Publish your own request for comments/change or patches for the next version of phpBB. Discuss the contributions and proposals of others. Upcoming releases are 3.2/Rhea and 3.3.
Locked
User avatar
Sam
Registered User
Posts: 31
Joined: Fri Jan 23, 2009 10:24 pm

[RFC] Human Readable URLs

Post by Sam » Sat Jul 02, 2011 8:34 pm

Please note this is a Request For Comments topic, not a discussion. It is not meant to serve as a discussion for whether Pretty URLs are useful or not, rather to give my suggested implementation and receive comments and suggestions on this specific implementation.

Related Discussions:
viewtopic.php?f=105&t=35616
http://www.phpbb.com/community/viewtopi ... &t=2100309

A URL is the gateway to your website, and how web pages can be accessed. The common movement on the web is to more towards a RESTful way to interface with web applications.

Benefits
  • User can be clued into where they are going by just looking at the URL
  • Keywords in the URL
  • Could pave the way for more seemless integration in APIs introduced later on
Drawbacks
  • Potential release of sensitive information via referrers
  • Rewriting URLs can cause additional load on the webserver
The implementation sample below is what I have worked out with the following in mind:
  • Avoid all URL collisions without looking up topics
  • Allow for old URLs (?f=12&t=34) to work and be redirected
  • Accommodate changing topic names
  • Language neutrality

Code: Select all

/                                   Index
/forum-name-f12/                    Forum ID 12
/forum-name-f12/my-topic-t4/        Topic id 4
/forum-name-f12/post/               New topic in forum id 12'
/forum-name-f12/my-topic-t4/reply/  Reply in topic 4
/memberlist/                        Memberlist
/memberlist/leaders/                Leaders
/member/sam-m2/                     Member ID 2
/group/group-name-g4/               Group 4
/ucp/{i}/                           Default GET params in the URL
/ucp/{i}/{mode}/                    
/mcp/{i}/                           Default GET params in the URL
/mcp/{i}/{mode}/
/search/                            Just use REQUEST for the rest except for special case
/search/egosearch/                  Ego search
The idea here would be to covertly stuff the ID (and some identifier to show what sort of ID it is) into the URL. This ensures that collisions are impossible and will not require lookups to check for similar url slugs.

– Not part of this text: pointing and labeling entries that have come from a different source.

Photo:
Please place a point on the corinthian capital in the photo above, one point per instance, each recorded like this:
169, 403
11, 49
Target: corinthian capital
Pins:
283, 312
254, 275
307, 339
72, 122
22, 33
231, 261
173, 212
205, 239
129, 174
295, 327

When you submit a topic, it will clean the title out and tack on "-t{ID}" to the end to produce the final slug. This is stored in the database. When you visit a page, it will go only by the topic ID, where the rest of the text is simply dummy text. The page will check if the the URL slug is correct and redirect if it does not match the one stored in the database. This will allow topic title changes to happen seamlessly, and the 301 will tell search engines to update their links.

An example of a redirect:
  1. User clicks an old url:
    http://www.phpbb.com/community/viewtopic.php?f=14&t=2133523
  2. htaccess (which is not aware of anything DB side) will redirect here:
    http://www.phpbb.com/community/f14/t2133523/
  3. User lands on the page, which detects the slugs do not match. It will then direct them here:
    http://www.phpbb.com/community/announcements-f14/phpbb-at-oscon-july-26-28-t2133523/
Comments/Suggestions?

User avatar
Meis2M
Registered User
Posts: 411
Joined: Fri Apr 23, 2010 10:18 am
Contact:

Re: [RFC] Pretty URLs

Post by Meis2M » Sun Jul 03, 2011 3:39 am

wow...its a very good idea. I congratulate Sam

User avatar
naderman
Product Manager
Product Manager
Posts: 1727
Joined: Sun Jan 11, 2004 2:11 am
Location: Karlsruhe, Germany
Contact:

Re: [RFC] Pretty URLs

Post by naderman » Sun Jul 03, 2011 4:57 am

Can you explain more precisely what the cleaning of the topic title would work like? What are your thoughts on handling Unicode? Are the compatability problems with webservers and unicode in paths?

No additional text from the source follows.